Actually, I started this thread when I recognized that
Vim (www.vim.org) uses the pkzip encryption which isn't
secure. So I simply wanted to replace that one with
something secure - a minor patch, I thought :).
But unfortunately its far worse. They use a stream cipher
without an initialization vector. Now if that isn't crap,
what else is ??? (I know - using plain xor)
Btw, I've no clue where to put the initialization vector
in the pkzip encryption anyway - it has space for only
96 bits, enough for a reasonable keyword, but not enough
for an IV.
------------------------------
Date: Fri, 21 Jul 2000 09:02:12 +0200
From: Runu Knips <[EMAIL PROTECTED]>
Subject: Re: Good free stream cipher ?
Scott Fluhrer wrote:
> Boris Kazak <[EMAIL PROTECTED]> wrote in message
> news:[EMAIL PROTECTED]...
> > Runu Knips wrote:
> > > Scott Fluhrer wrote:
> > > > Boris Kazak <[EMAIL PROTECTED]> wrote in message
> > > > news:[EMAIL PROTECTED]...
> > > > > Runu Knips wrote:
> > > > > > I'm looking for a good & free stream cipher algorithm.
> > > > > > Does anybody have a suggestion ?
> > > > >
> > > > > Recipe: Take BLOWFISH and run the key setup procedure.
> > > > > You will have 5 arrays of subkeys.
> > > > > P[72], S0[1024], S1[1024], S2[1024], S3[1024]
> > > > > Now your stream cipher will look like following:
> > > > > Ct[i] = Pt[i]^P[i%71]^S0[i%1019]^S1[i%1021]^S2[i%1023]^S3[i%1024]
> > > > > (you can verify yourself that 71, 1019, 1021, 1023 and 1024 are
> > > > > all mutually prime)
> > > > > The period of this generator will be equal to the product of
> > > > > all 5 numbers = 77380915780608 ~ 2^46.
> > > >
> > > > And this can be broken (that is, you can reconstruct the array
> > > > contents that the stream cipher uses) with 71+1019+1021+1023+1024
> > > > = 4158 known stream cipher outputs, by Gaussian elimination.
> > >
> > > Funny, I thought about a concept which used mutually prime sized
> > > arrays at home. Using a avalanche addition and extracting the
> > > bits piece by piece using the parity() function should lead to a
> > > good stream cipher, doesn't it ? However, I fear its pretty slow.
> >
> > Gaussian elimination can be defeated by interleaving XOR and
> > addition mod 2^8 in the mixing routine, like this:
> >
> > Ct[i] = Pt[i]^P[i%71]+S0[i%1019]^S1[i%1021]+S2[i%1023]^S3[i%1024]
> >
> > then linear comination of stream bytes should provide no information
> > useful for reconstruction. BTW, I do not think that 5 table lookups
> > and 4 single-clock arithmetic operations are very slow.

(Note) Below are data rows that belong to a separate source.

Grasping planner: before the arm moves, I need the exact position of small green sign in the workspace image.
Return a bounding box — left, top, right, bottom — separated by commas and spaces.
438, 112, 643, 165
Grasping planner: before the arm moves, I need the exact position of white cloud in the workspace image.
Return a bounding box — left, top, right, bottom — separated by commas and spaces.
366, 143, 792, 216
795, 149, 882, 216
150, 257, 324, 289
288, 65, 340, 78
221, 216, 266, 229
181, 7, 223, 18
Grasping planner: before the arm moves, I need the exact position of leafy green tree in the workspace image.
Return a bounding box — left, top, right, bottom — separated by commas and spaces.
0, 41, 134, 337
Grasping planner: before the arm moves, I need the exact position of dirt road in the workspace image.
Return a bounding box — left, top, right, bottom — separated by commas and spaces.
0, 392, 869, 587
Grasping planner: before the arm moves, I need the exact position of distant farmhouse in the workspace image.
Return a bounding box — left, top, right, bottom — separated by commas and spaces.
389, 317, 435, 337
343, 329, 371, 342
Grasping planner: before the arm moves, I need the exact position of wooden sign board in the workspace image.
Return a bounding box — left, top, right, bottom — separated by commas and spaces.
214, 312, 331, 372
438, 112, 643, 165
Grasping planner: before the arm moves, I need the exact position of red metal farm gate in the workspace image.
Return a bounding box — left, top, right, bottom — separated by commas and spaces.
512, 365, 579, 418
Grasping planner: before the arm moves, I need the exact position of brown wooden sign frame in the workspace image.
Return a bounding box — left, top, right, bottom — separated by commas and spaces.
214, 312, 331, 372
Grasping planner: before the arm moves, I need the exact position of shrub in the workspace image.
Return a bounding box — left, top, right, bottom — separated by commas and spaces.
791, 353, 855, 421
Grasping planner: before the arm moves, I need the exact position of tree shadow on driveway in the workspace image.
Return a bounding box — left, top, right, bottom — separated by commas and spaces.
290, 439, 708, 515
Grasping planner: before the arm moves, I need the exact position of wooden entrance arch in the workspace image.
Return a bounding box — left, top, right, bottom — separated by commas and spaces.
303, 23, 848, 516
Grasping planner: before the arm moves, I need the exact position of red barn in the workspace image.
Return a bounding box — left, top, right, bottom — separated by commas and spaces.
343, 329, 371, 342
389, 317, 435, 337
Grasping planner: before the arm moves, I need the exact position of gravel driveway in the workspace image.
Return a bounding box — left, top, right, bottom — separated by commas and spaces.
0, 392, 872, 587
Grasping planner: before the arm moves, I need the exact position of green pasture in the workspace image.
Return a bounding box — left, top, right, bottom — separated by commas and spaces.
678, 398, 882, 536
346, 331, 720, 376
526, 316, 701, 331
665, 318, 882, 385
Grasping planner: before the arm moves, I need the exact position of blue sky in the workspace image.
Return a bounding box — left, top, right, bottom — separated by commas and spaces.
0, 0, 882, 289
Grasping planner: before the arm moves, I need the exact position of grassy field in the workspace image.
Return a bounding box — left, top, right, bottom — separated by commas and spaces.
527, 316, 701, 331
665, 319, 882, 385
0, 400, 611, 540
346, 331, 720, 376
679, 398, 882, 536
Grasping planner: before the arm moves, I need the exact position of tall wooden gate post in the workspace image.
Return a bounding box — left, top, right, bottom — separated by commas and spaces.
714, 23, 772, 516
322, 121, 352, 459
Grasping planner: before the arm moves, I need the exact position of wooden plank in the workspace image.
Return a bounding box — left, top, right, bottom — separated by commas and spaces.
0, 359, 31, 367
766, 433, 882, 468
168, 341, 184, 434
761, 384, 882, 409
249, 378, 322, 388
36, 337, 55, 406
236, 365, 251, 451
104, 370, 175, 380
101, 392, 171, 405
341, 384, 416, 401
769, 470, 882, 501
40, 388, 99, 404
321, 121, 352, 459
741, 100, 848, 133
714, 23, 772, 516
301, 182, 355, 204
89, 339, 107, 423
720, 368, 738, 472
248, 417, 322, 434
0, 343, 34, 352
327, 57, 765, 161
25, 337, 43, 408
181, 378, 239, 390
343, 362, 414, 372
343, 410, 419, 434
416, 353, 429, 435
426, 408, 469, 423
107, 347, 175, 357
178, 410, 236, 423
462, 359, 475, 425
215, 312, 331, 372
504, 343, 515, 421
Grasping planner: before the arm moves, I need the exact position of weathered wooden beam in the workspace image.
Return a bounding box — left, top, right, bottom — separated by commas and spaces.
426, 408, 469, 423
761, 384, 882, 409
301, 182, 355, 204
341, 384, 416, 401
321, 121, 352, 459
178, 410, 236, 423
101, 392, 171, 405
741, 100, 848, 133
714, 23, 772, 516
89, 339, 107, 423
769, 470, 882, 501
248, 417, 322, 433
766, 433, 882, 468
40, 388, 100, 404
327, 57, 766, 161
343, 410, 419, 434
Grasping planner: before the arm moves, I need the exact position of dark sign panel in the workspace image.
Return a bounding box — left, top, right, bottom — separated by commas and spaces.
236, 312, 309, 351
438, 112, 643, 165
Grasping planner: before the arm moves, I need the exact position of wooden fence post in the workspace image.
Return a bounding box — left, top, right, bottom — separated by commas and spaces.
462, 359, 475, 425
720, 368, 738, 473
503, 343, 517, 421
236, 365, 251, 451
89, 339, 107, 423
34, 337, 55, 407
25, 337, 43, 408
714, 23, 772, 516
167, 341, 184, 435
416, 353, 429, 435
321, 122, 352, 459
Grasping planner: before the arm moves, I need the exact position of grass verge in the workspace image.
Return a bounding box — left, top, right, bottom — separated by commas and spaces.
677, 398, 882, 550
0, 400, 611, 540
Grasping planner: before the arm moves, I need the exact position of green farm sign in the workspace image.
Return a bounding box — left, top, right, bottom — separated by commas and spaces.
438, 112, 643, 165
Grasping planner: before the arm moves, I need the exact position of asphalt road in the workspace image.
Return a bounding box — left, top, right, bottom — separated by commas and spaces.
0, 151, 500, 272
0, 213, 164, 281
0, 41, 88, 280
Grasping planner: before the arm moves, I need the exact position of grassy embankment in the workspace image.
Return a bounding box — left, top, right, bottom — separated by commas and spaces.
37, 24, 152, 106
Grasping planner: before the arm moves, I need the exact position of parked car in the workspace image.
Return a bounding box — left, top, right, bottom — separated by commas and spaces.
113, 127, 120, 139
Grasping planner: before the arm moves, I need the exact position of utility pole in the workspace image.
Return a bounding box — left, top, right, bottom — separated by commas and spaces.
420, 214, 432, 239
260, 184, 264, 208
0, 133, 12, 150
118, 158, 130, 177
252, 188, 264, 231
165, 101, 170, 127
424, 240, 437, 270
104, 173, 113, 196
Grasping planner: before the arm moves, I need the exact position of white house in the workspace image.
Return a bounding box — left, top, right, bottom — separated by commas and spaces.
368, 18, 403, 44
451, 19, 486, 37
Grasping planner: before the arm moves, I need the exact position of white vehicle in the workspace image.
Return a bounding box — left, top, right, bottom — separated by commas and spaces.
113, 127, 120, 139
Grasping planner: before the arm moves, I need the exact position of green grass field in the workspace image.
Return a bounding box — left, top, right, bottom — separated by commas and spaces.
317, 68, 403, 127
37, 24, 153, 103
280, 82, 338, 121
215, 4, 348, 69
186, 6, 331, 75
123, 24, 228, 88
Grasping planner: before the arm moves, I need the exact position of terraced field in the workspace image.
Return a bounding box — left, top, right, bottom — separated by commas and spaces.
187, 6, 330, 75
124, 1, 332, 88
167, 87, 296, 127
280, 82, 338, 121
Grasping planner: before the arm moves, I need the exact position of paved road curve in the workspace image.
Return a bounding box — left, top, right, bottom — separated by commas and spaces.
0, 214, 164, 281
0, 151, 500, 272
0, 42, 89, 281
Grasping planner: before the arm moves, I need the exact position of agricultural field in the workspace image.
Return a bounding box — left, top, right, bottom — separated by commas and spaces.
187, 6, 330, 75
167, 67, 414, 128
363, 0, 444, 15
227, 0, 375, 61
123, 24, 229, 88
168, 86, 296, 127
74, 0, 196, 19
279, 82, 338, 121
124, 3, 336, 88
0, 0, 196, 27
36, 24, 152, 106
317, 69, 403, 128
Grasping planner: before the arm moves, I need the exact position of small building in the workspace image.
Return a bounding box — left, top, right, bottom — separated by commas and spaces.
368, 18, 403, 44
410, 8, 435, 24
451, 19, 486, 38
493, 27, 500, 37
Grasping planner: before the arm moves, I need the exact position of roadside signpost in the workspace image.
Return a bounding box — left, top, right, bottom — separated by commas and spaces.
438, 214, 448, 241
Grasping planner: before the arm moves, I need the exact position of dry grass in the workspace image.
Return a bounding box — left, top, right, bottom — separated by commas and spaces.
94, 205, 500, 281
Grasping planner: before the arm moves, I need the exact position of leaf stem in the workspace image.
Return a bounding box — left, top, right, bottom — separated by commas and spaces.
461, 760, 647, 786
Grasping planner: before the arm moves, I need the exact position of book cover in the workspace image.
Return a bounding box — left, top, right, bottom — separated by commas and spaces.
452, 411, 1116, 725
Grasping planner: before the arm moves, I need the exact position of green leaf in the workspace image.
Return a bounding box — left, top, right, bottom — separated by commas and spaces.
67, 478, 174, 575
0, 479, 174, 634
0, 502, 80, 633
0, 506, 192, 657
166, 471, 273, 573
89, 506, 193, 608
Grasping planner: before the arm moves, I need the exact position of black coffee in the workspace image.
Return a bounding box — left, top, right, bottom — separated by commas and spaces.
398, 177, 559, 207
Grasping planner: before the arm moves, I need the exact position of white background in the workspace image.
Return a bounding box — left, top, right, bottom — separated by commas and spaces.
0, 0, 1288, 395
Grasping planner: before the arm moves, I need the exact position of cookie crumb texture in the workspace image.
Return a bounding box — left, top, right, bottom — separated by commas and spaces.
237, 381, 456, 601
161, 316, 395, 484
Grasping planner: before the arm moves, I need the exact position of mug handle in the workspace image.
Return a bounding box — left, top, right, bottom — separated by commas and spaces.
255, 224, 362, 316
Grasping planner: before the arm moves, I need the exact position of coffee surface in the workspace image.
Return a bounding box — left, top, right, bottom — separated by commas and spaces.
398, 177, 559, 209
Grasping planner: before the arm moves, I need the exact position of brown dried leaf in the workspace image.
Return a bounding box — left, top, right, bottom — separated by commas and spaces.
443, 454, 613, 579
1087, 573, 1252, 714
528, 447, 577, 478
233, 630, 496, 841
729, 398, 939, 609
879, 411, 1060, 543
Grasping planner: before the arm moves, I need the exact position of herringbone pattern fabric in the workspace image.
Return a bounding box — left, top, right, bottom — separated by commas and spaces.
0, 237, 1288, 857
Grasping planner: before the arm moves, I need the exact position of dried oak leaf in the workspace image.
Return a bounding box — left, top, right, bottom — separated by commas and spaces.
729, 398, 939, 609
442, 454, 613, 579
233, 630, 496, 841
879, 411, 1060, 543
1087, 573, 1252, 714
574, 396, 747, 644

What is going on with my newsserver ? My answer to this posting here
doesn't appear, and the above posting doesn't appear either... sci.crypt
is a really small group, shouldn't be hard to load ???
> That doesn't really make Gaussian elimination any more difficult. XOR and
> addition mod 2^8 are the same operation when you look at them mod 2 (that
> is, looking only at the lsbits). So, you can, with 4158 known keystream
> outputs, solve for the LSBits of all the array contents. Once you have
> those, you know the carries into the 2nd LSBit, so you can solve for those,
> and work your way up until you have all the bits.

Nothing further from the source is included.